There's a tramp who skulks outside York station. He looks ancient but could be anything from mid 40s to mid 60s. He's filthy and wizened and looks broken and bowed. His face is like a wrinkled bird/man hybrid's face, with deep, deep crevixes engrained with years worth of accumulated dirt. He doesn't seem to speak to anyone and seems lost in his own head. Every time I get a train from York, I see him. Sometimes he's sitting cross legged, wrapped in his green army-style coat. He always leans over like he's praying to Allah. When you get closer you realise he's just rocking. His attention seems to be solely focused on tobacco, rolling his tobacco or grubbing around among the discarded fag ends so he can deconstruct them and use their dirty innards to create a new cigarette. He walks with a jerky limp and a sideways shuffle and never, ever meets anyone's eye.
I always want to speak to him. I want to know how he ended up here. What chain of events brought him here. To this spot outside York Station. And does he take in any of the reactions he conjures up in people? Does he see the disgust, contempt, pity or indifference? Does he notice? Does he care?
Was it his fault or did someone break his spirit. And how is it that some people have the strength to turn their slings and arrows into positivity and light, and others end up on their knees in the gutter looking for cigarette ends?

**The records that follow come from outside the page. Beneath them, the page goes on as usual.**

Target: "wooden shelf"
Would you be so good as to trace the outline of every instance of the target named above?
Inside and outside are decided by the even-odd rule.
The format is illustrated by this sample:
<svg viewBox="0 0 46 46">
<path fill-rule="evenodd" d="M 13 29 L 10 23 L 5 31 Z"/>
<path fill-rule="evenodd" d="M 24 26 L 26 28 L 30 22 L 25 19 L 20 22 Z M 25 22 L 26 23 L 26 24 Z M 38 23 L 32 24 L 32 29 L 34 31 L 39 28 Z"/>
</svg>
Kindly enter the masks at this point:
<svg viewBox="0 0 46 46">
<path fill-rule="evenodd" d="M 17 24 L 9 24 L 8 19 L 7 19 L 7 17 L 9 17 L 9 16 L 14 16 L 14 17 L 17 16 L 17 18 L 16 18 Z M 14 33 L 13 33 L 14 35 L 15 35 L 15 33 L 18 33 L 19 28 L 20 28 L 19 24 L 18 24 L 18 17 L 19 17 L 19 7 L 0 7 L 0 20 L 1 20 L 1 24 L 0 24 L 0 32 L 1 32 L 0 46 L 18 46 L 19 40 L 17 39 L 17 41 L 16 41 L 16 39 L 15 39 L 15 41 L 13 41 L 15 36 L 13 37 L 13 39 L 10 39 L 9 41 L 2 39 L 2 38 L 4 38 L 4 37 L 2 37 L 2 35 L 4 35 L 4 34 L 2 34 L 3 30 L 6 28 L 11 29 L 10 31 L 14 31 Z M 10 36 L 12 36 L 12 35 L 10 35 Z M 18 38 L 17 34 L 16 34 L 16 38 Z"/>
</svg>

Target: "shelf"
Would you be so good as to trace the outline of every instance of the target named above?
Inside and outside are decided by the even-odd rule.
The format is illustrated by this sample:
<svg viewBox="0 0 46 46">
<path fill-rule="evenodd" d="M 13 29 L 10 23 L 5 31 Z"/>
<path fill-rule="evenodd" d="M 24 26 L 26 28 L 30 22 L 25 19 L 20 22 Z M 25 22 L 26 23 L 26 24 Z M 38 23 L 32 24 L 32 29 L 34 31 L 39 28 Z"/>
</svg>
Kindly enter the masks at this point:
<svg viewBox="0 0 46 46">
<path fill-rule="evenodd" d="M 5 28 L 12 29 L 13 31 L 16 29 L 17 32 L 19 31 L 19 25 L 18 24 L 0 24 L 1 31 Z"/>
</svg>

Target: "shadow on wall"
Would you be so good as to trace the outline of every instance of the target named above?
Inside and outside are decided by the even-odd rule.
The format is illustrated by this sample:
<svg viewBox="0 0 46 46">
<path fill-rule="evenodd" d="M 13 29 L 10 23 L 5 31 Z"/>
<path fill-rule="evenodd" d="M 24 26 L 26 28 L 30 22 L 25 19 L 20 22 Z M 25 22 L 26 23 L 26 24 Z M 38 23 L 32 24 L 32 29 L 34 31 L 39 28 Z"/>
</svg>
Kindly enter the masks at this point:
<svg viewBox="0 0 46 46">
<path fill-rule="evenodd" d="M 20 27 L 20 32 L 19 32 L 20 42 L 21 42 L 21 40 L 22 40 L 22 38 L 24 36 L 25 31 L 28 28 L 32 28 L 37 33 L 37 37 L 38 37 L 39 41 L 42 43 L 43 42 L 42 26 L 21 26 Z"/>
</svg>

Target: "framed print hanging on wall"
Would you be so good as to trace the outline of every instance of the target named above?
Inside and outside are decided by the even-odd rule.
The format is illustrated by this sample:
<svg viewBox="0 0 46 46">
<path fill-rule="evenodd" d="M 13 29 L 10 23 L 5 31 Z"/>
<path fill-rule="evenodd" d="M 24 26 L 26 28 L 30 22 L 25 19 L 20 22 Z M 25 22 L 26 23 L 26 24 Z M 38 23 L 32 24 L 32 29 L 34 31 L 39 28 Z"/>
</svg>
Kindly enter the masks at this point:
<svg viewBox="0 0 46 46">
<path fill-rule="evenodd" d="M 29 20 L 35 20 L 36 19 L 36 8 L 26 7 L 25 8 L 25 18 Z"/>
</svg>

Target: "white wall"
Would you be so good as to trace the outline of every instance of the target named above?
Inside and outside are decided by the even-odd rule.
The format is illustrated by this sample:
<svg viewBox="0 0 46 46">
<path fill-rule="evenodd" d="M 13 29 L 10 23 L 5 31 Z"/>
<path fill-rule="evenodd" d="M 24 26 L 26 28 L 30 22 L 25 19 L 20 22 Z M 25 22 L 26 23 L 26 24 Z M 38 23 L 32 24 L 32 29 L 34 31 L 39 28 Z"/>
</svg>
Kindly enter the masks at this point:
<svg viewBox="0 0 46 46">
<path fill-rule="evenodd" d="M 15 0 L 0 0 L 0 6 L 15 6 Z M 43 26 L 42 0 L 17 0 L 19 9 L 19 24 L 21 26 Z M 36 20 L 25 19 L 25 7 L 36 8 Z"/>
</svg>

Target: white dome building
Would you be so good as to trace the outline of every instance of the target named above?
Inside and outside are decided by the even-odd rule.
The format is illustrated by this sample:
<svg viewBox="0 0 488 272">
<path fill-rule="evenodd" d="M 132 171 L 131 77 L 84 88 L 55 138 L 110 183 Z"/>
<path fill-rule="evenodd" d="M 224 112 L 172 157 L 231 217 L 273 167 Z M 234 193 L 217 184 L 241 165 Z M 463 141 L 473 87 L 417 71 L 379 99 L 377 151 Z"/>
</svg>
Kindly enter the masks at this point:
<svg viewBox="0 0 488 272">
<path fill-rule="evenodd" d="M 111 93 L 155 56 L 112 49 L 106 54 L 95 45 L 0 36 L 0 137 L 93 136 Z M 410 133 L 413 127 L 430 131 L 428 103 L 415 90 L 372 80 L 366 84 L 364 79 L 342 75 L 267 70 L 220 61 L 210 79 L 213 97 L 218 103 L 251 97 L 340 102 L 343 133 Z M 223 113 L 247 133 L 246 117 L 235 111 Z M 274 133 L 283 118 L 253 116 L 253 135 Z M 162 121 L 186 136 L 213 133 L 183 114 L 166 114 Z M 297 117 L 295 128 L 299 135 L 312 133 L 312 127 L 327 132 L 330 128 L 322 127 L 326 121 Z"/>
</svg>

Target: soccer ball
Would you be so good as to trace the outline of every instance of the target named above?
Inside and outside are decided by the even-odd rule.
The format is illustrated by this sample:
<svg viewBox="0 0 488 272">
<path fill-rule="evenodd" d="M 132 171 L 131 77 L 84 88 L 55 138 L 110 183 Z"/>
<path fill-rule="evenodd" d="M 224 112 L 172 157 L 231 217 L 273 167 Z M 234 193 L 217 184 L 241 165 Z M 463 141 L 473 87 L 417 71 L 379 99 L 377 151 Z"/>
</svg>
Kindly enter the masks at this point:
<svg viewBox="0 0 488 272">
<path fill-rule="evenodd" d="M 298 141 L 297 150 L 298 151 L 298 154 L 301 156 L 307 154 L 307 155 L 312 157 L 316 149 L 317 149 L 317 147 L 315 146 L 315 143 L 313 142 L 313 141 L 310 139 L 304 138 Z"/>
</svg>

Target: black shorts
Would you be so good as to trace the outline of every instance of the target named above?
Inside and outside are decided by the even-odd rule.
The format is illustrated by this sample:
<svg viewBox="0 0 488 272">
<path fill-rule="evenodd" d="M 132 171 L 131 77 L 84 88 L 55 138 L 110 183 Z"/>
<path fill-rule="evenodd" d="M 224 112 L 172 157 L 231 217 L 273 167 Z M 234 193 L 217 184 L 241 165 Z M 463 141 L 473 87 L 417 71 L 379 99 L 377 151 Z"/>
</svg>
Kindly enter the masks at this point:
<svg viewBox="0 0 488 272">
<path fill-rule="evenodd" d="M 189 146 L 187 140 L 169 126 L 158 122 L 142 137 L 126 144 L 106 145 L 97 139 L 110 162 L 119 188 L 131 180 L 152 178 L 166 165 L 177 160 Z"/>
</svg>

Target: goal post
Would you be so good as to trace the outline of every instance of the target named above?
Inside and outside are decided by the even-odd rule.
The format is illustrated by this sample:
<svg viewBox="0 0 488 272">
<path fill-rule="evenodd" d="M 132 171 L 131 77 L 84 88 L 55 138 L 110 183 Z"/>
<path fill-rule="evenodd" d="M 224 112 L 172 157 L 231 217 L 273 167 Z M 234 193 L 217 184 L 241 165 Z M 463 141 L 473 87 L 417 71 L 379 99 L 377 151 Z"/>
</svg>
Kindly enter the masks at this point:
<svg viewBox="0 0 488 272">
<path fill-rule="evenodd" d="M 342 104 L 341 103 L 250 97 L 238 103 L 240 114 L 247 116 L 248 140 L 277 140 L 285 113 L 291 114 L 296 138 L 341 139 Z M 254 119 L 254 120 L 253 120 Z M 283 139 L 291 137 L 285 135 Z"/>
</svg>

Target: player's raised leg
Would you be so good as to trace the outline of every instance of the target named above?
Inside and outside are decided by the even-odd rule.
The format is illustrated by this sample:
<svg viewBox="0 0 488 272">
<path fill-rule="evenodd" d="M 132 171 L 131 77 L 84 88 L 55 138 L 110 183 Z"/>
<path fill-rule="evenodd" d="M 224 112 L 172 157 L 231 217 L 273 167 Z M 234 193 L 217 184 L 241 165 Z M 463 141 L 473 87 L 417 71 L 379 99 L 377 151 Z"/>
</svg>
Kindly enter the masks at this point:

I want to help him but I don't know how. And who says he needs my help anyway? Maybe it's my smug middle-class guilt talking. Maybe I'm assuming an awful lot. Maybe he's completely happy with his life and it's none of my business.
I gave him the rest of my cigarettes anyway. He didn't seem very pleased but I like to think he will be able to enjoy them and it might give him a bit of time away from having to look in the gutter.